Ela lutou até a morte pelo filho que foi torturado e morto pela ditadura
Zuzu Angel (1921-1976) foi uma das maiores estilistas brasileiras, além de mãe do militante político Stuart Angel Jones, da jornalista Hildegard Angel e de Ana Cristina Angel.
Pioneira na moda brasileira, fez sucesso com seu estilo em todo o mundo, principalmente nos Estados Unidos. Nos desfiles, sempre abordou a alegria e riqueza de cores da cultura brasileira, fazendo sucesso no universo da moda daquela época. Foi ela também quem trouxe para o Brasil e popularizou no universo da moda nacional o termo “fashion designer”.
Nos anos 1940, Zuzu conheceu o norte-americano Norman Angel Jones, em Belo Horizonte, e se casou com ele em 1947. Após alguns anos juntos, foram para o Rio de Janeiro, mudando-se depois para Salvador, onde ela morou muitos anos.
No Rio de Janeiro, Zuzu deu à luz seu filho Stuart Edgar. Na virada dos anos 60 para os anos 70, Stuart Jones, filho de Zuzu e então estudante de economia, passou a integrar as organizações de esquerda que combatiam a ditadura militar no Brasil, instaurada em 1964.
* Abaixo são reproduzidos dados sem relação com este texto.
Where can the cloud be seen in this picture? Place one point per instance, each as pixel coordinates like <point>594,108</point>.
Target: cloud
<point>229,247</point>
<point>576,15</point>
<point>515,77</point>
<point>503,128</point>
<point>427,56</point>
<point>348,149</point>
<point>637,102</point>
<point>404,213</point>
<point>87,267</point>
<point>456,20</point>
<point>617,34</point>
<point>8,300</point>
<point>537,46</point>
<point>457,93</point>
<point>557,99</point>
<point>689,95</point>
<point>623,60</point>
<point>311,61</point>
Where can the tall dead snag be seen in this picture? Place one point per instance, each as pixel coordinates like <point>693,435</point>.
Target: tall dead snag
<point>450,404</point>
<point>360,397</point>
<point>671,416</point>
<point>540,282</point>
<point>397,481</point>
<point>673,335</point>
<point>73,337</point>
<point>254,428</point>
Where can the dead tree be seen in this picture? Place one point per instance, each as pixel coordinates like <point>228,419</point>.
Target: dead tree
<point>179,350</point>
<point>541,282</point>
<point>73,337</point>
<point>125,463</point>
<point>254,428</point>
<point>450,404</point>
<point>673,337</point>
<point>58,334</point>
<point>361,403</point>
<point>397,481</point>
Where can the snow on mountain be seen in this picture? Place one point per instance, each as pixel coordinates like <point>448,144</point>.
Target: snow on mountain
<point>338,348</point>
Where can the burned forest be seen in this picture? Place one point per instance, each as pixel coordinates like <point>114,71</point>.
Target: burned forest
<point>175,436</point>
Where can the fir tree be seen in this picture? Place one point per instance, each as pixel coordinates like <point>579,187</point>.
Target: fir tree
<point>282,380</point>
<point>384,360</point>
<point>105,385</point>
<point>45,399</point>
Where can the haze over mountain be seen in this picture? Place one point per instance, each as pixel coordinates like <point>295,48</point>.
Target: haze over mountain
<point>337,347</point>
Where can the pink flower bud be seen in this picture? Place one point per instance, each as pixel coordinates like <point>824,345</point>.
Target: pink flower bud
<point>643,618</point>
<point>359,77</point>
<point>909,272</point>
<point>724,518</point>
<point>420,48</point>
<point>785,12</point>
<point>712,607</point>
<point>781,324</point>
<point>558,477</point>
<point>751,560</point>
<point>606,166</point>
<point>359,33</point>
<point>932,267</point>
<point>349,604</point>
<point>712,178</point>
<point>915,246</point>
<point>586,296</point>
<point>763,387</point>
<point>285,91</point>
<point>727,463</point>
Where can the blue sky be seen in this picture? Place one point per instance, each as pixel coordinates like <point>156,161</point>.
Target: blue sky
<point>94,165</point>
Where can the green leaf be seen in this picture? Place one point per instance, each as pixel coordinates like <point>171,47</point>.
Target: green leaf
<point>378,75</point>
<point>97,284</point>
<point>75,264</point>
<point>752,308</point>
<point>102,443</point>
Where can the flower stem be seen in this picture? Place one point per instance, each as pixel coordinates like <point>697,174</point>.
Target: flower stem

Preso em 14 de abril de 1971, Stuart foi torturado e morto pelo Centro de Informações da Aeronáutica (CISA), no aeroporto do Galeão, e dado como desaparecido pelas autoridades.
Depois disso, Zuzu Angel começou a confrontar de forma direta o regime militar, para recuperar o corpo do filho.
Como estilista, ela criou uma coleção estampada com manchas vermelhas, pássaros engaiolados e motivos bélicos. O anjo, ferido e amordaçado em suas estampas, tornou-se também o símbolo do filho.
Em setembro de 1971, realizou um desfile-protesto no consulado do Brasil em Nova York, tecnicamente território brasileiro, pois uma lei da ditadura militar impedia que brasileiros criticassem o país no exterior.
Em 15 de setembro daquele ano, sua luta chegava aos jornais internacionais, com a manchete no canadense The Montreal Star: “Designer de moda pede pelo filho desaparecido”. Cinco dias depois, era a vez do Chicago Tribune trazer a manchete “A mensagem política de Zuzu está nas suas roupas”.
Com sua relativa notoriedade internacional, ela envolveu em sua causa celebridades de Hollywood que eram suas clientes, como Liza Minelli.
Apelou a diversos políticos importantes e celebridades para que ajudassem a encontrar o corpo de seu filho. Em maio de 1973, foi ao apartamento do general Ernesto Geisel no Leblon.
Durante a visita de Henry Kissinger, então secretário de Estado norte-americano, ao Brasil, em 1976, Zuzu chegou a furar a segurança para entregar-lhe um dossiê com os fatos sobre a morte do filho.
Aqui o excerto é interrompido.